ANSWERS AND MY COMMENTARY:
[1. a
Whether the story of bondage in Egypt is true is at best arguable according to archeology. It may come as a shock to believers, but many events and characters in the Hebrew Bible (what Christians might call the Old Testament) are literary composites, pious fictions, and stories that might have power as myths but not as actual, literal histories. The Christian Bible, too.

2. c
According to tradition, the name Moses means "drawn from the water." This could be a folk etymology. See here for a deeper discussion.

3. d
This is the classic tale of Moses' first encounter with God. In religious studies, thanks mainly to the work of the religious historian Mircea Eliade (a big influence on my thinking), the sudden and significant appearance or manifestation of the sacred is called a hierophany (from the Greek hieros [sacred] + phainein [appearance]).

4. a
While it's always tempting to pick "holy" numbers like 3 or 7, the answer is 10. All three of these numbers represent some form of perfection or completeness.

5. c
The original wording of this question said "tenth and final plague" which, had you taken the actual quiz and gotten question 4 wrong, you could have gone back and corrected yourself upon seeing the phrase "tenth and final." So I removed the "tenth and."

6. a
Red Sea, Reed Sea, poh-tey-toh, poh-tah-toh.

7. a
If you cook, you could probably guess the answer to this one. Challah is an ancient bread, but its current form dates back only to post-medieval Europe (braided challah = 15th-century Europe). This was the question I guessed on. Challah just struck me as a modern-ish bread. Turns out I was wrong about how old challah really is (and the word can have the generic meaning of "loaf"), but my surmise led me in the right direction.

8. d
Judaism and the phrase unleavened bread (i.e., bread without yeast or other rising agents like baking soda or baking powder) are intimately associated. This one was easy.

9. b
Think it through logically. Even if certain Jews reject this, Christians consider Jesus to have been a devout, practicing Jew who, at a young age, was found debating theology with Jewish scholars at the great Temple (i.e., the Second Temple) in Jerusalem. In grad school, our prof once invited a rabbi to our class on interreligious dialogue. This rabbi sourly dismissed the idea that Jesus' Last Supper was some form of Seder, but plenty of theologians argue otherwise. I'm not enough of an expert to comment one way or the other on the Seder issue; both sides of the argument seem to have a point. The actual Seder supper contains elements of historical remembrance in it that aren't found in the New Testament account, and Jesus' "This is my body, this is my blood" symbolism would seem—aside from appearing cannibalistic—to fly in the face of Jewish theology, an objection that Jesus himself faced the moment he said, after quoting Isaiah, that "this scripture has been fulfilled today in your hearing," a scandalously arrogant claim to Jewish ears.]

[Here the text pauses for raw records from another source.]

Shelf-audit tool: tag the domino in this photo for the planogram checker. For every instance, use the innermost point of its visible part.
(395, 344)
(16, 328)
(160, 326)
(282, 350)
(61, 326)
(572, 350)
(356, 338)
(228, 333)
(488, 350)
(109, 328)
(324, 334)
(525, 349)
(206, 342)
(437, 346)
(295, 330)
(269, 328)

The above commentary provided for each answer is my own. Take the Prager U. quiz here to see Prager U.'s commentary on the same answers. You'll see that it's much more rooted in scripture and much less tinged with the academic's hermeneutic of suspicion.

Side note: I somehow didn't realize I'd be departing the States on Palm Sunday. It'll be Holy Week when I get back to Korea. The Buddha's birthday in Korea, meanwhile, is on May 5 this year. Other countries celebrate Vesak on May 12 this year.


1 comment:

  1. I missed three (4, 7, and 9). Despite all those years of Sunday School attendance (aka, indoctrination), I must not have been paying proper attention. Sort of like in grammar school. Oh well.